Habría que recuperar
cierta vergüenza del yo, cierto pudor, cierta medida, quizás. Cierta distancia,
una prudencia. El yo es bueno en tanto enseñe, en tanto resulte de provecho al
paciente lector dispuesto a adentrarse hasta en la línea medio pornográfica que
marcan maestros contemporáneos del asunto como Michel Houellebecq o el enorme
Philip Roth.

Tampoco llegar a la
"mala conciencia", que según José Carlos Llop nos ha producido
siempre a los españoles la literatura autobiográfica. Aunque algunos ejemplos
descarnados como los de Jesús Pardo y sus memorias han marcado época. Ni a la
tara anglosajona que denunciaba Chris Stewart, convencido de que su falta de
reparo a hablar de sí mismo en sus libros saltó como una liebre cuando se
trasladó a las Alpujarras. "Entre ustedes he aprendido a hablar de mí
mismo.
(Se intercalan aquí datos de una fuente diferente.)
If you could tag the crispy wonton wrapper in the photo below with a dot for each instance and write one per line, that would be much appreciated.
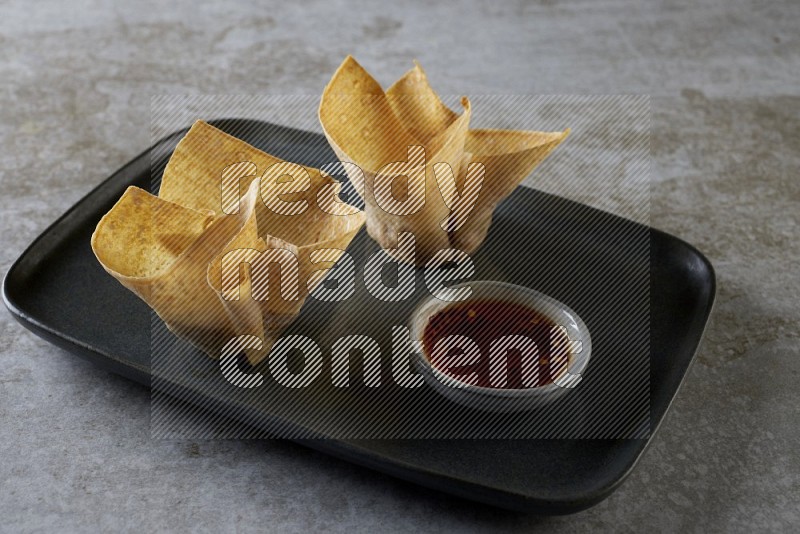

En casa, mis padres, fueron muy castrantes, decían que uno no debía
nunca hablar de sí mismo".

Cómo no hacerlo,
cómo renunciar al yo, si Ernst Junger, indicaba
Llop, creía que "
el deber de un autor es fundar una tierra natal,
espiritual". Marcar el terreno, en fin, como los perros o como los magos
de Macondo. Exorcizar las penas. Igual que ha hecho Héctor Abad Faciolince,
hijo pródigo en España estos días. A su regreso después de 10 años ha
encontrado un creciente éxito de libros suyos como El olvido que seremos.
En esa memoria, el autor de Medellín contaba la vida y la muerte de su padre
para reflejar ni más ni menos que a Colombia. Todo un yo ejemplar y fructífero
nacido de la falsedad que le rodeó en la tragedia. "No
sé si hay verdad. Lo que estoy seguro es de que existe la mentira y contra eso,
para combatir esas mentiras, es por lo que uno puede escribir determinados
libros".

La mentira planea,
acecha, amenaza, pero también marca la rebeldía del creador. La necesita y la
combate. Por eso el nicaragüense Sergio Ramírez ha contado para qué escribió
una memoria propia de los tiempos del sandinismo y el también colombiano Juan
Gabriel Vásquez desconfía de las abstracciones. "Todos mis libros parten
de un hecho autobiográfico del que luego nace una historia", asegura el
autor de Los informantes. De ahí que Vásquez admire a Sebald cuando
afirmaba que "la memoria es el espinazo moral de la literatura".

Y su cruz. Su
espejo. Su espada. Su condena. Porque, ¿qué tipo de inconsciencia nos lleva a
asegurar enemistades por ser reveladas en un papel? ¿A santo de qué? Quizás lo
que defina a un escritor es precisamente estar dispuesto a pagar ese precio por
el gusto de penetrar en ciertas verdades a costa de historias robadas,
secuestradas, sin rescate.

De ahí que muchos
estén dispuestos a pagar el precio de su desvergüenza en los comentarios que
les atacan en los blogs, todo un género, un campo de pruebas, un
territorio de experimentación en esa nueva búsqueda del yo. Así lo sostienen el
poeta Biel Mesquida, que destapó todo un sentimiento sadomasoquista del blog,
o el argentino Patricio Pron, celebrado autor de El comienzo de la
primavera,
pertinaz en sus diferencias entre información y conocimiento, o
la mallorquina Llucia Ramis, autora de Egosurfing, y el propio Fernández
Mallo con su trilogía fundada en Nocilla experience.

Un mundo, el del
ciberespacio, que ya no surcarán dos maestros a los que Formentor quiso rendir
homenaje estos días: Miguel Delibes y José Saramago. En su inmenso y frágil yo
creador, siempre buscarán luz y reflejo todos sus huérfanos lectores.